Нарциссы темных глаз твоих так томны, так опьянены,

Так для души моей они грозящим бедствием полны.

Ведь кроме тела и души меж нами не было преград.

Приди! Разлукою давно преграды эти сметены.

Как две ревнивицы, мои зеницы на тебя глядят.

И, друг от друга утаясь, к тебе всегда обращены,

Что спорить радуге с луной? Пусть арками твоих бровей

Сольется радуга небес с блистающим серпом луны.

Настанет ночь — глаза твои как два туранские стрелка,

В тени уснули... Луки их под изголовье им годны.

Непостижимы для ума — твой стан, твой взгляд, твой нежный рот

Хоть ум в познаньях и достиг неисследимой глубины.

Не спрашивайте у Джами о мире этом, мире том.

Все помыслы его теперь к единственной устремлены.

Что видел в мире этот шейх, укрывшийся в своем дому,

Отрекшийся от нужд людских, себе лишь нужный самому?

Он сам живую с миром связь, как пуповину — перегрыз,

И, словно шелковичный червь, ушел в свой кокон — чужд всему.

Зачем, живой среди живых, бежит он от людских тревог?

От всех избавясь, от себя — куда уйти?
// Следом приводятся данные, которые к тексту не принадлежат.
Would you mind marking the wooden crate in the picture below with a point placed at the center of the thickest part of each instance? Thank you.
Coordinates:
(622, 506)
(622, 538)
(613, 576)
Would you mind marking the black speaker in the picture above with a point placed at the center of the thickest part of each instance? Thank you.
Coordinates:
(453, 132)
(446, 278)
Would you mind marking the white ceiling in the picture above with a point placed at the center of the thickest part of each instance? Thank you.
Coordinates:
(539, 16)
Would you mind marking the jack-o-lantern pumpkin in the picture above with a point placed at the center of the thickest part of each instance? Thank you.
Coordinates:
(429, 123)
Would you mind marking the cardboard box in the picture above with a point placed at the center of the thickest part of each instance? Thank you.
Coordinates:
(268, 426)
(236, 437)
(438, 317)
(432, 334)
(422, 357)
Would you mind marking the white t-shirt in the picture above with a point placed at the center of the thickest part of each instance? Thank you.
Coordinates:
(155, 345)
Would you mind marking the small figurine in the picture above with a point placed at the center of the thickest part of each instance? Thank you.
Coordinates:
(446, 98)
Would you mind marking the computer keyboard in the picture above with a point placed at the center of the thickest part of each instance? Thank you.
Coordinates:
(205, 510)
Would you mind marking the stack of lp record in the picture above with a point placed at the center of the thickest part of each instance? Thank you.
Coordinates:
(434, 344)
В какую тьму?

Он в зрелости, исполнен сил, достойных дел не совершил.

Ты, как неверному, ему не доверяйся потому...

Ведь он верблюжьих бубенцов не слышал средь степных песков.

Ты, слыша проповедь его, не верь и слову одному.

Влюбленный в ложный внешний блеск, он груду раковин купил,

Бесценный жемчуг свой за них отдав неведомо кому.

Джами, не спрашивай его о чаше истинной любви, —

Из чаши той не довелось и полглотка отпить ему.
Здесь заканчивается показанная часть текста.